- Nickname: Garuda
- Garuda Bairiya Location in Nepal
- Coordinates: 26°57′N 85°19′E﻿ / ﻿26.95°N 85.32°E
- Country: Nepal
- Zone: Narayani Zone
- District: Rautahat District

Population (1991)
- • Total: 1,878
- Time zone: UTC+5:45 (Nepal Time)

= Garuda Bairiya =

Garuda Bairiya is a village development committee in Rautahat District in the Narayani Zone of south-eastern Nepal. At the time of the 1991 Nepal census it had a population of 1878 people living in 313 individual households. By 2012, the VDC had largely increased in size and its population reached more than 10000 approximately. The village is divided into two areas: the bajar and the gaun. Birendra highway passes through the Bajar which has Chandranigahpur on the north connecting the East-West highway and Gaur on the south which is on the Nepal-India Border. The VDC gained its fortune after the Birendra Highway was constructed. After the highway construction, developments and infrastructures followed around the VDC areas. In ancient time, the owner of Garuda gaun is Mathur Chaudhry In 1994 A.D. Shree Ram Sugar Mill was erected in Garuda. With the establishment of the sugar industry, farmers had opportunity to open business with the factory. They increased their sugarcane farming and sold it to the factory in their backyard. The factory provided jobs and opened sources of business in the VDC. Hence, today the VDC is a fast-growing town with every business one can name.

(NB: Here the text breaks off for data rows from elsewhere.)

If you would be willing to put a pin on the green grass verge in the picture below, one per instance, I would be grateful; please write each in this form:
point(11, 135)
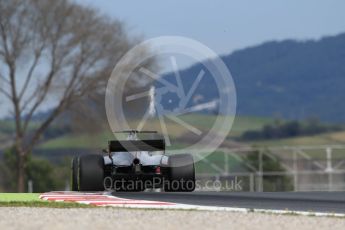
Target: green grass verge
point(32, 200)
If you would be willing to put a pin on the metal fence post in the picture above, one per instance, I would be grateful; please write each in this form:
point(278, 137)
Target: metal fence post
point(295, 168)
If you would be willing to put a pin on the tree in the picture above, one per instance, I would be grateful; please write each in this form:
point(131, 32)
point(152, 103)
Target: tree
point(52, 53)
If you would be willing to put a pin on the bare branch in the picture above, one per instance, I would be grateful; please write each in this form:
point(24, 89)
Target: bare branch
point(30, 72)
point(8, 95)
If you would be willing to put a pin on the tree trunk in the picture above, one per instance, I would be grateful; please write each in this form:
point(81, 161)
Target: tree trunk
point(21, 171)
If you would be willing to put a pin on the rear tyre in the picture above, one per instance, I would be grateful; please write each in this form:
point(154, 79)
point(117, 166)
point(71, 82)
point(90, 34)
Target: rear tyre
point(180, 174)
point(91, 173)
point(74, 174)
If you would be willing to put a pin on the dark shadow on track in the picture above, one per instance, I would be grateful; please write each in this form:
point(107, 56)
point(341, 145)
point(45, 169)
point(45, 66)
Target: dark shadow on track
point(333, 202)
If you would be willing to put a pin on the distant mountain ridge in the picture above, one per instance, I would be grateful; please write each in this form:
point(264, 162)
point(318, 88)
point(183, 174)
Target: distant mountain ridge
point(289, 79)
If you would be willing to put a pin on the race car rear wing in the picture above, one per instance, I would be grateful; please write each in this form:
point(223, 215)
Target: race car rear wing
point(136, 145)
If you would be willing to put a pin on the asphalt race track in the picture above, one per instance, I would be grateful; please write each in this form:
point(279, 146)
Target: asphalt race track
point(330, 202)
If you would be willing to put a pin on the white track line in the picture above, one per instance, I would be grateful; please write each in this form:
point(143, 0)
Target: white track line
point(106, 200)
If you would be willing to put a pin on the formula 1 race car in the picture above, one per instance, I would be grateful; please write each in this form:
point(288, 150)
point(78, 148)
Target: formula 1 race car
point(136, 163)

It is the center of business in the area with few banks, five-six petrol pumps, hundreds of Grocery stores, handful of Shopping centers, small granary and Eating-oil mills, shoes factory, a High school, several restaurants, clinics and Elaka police Station. It has highest economic rate among all villages in its districts. Some of the major people like Jaiswal, Sharma, etc are well known for their business standard in Garuda. The VDC also has a movie theatre. Transport is available throughout all day and sparsely at the night. Approximately 50% of the people are involved directly in farming and the other 50% in Business or other traditional works.

== Media ==
To promote local culture Garuda has one FM radio station, Radio Madhesh Jana awaj – 98.6 MHz, which is a community radio station.

To promote local culture Garuda has one FM radio station, radio madhesh masla – 106.4 MHz, which is a community radio station.